Ante este panorama, las tensiones jurídicas se han multiplicado. Previamente, en el mes de agosto, el obispo de Springfield, Thomas Paprocki, junto con un hogar de ancianos luterano y profesionales de la medicina, interpusieron otra demanda colectiva con argumentos similares sobre la protección de las creencias de los trabajadores sanitarios.
La estrategia legal continuó expandiéndose cuando la Thomas More Society informó que un bloque de cinco asociaciones de salud y entidades religiosas decidió adherirse formalmente a la demanda encabezada por el obispo Paprocki. Entre las organizaciones firmantes destacan la Asociación Católica de Salud de Illinois y la Asociación Nacional de Enfermeras Católicas.
Según los datos proporcionados por la organización jurídica, el conjunto de los nuevos demandantes aglutina al 95 % de las instituciones sanitarias católicas en el estado y representa a más de 13.000 profesionales de la salud a lo largo del país norteamericano.

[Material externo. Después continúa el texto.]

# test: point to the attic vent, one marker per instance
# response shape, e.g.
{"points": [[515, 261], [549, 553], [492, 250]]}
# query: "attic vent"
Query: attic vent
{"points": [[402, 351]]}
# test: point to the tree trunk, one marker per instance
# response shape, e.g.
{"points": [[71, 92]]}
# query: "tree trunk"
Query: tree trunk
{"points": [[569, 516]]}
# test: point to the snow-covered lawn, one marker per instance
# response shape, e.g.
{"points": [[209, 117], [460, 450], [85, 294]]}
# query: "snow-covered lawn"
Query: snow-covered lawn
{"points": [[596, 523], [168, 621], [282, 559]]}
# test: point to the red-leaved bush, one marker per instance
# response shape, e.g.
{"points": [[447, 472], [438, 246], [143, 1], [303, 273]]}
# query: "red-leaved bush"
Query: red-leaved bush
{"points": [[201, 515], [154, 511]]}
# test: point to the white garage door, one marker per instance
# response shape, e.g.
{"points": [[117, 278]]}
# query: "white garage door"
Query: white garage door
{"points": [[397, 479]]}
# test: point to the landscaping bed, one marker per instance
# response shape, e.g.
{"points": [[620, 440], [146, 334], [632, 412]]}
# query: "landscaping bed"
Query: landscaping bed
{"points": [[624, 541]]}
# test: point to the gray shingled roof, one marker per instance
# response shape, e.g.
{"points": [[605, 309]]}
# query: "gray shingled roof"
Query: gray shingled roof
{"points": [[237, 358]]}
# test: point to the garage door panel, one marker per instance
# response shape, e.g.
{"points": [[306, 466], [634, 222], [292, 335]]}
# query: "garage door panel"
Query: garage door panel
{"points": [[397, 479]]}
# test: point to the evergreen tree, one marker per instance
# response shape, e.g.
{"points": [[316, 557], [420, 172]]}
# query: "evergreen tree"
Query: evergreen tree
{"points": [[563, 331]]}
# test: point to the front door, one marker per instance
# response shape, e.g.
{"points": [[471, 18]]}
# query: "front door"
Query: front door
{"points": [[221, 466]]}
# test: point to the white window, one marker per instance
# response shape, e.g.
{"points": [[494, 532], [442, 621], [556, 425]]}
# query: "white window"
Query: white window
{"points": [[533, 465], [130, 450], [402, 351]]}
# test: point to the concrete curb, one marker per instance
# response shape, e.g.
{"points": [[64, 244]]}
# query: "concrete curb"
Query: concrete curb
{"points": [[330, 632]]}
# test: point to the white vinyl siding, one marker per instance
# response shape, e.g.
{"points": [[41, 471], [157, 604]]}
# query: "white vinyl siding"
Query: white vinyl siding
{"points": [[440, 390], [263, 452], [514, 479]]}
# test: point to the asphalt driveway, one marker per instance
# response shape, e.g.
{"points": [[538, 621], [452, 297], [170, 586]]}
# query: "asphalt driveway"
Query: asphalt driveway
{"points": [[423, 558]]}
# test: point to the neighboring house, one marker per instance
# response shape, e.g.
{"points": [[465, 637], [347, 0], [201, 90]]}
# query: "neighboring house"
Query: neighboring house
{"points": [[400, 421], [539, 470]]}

Peter Breen, director de litigios de la Thomas More Society, defendió la necesidad de blindar judicialmente a los trabajadores de la salud frente a las obligaciones establecidas por la administración estatal.
"La Primera Enmienda protege el derecho de los médicos, hospitales y ministerios de salud católicos y cristianos a rechazar el suicidio asistido, así como a curar y cuidar a los enfermos y achacosos de acuerdo con su conciencia", puntualizó Breen.
Asimismo, el representante legal advirtió que la normativa actual transgrede dichos principios constitucionales al "obligar a profesionales de la salud dedicados a promover fármacos letales entre sus pacientes".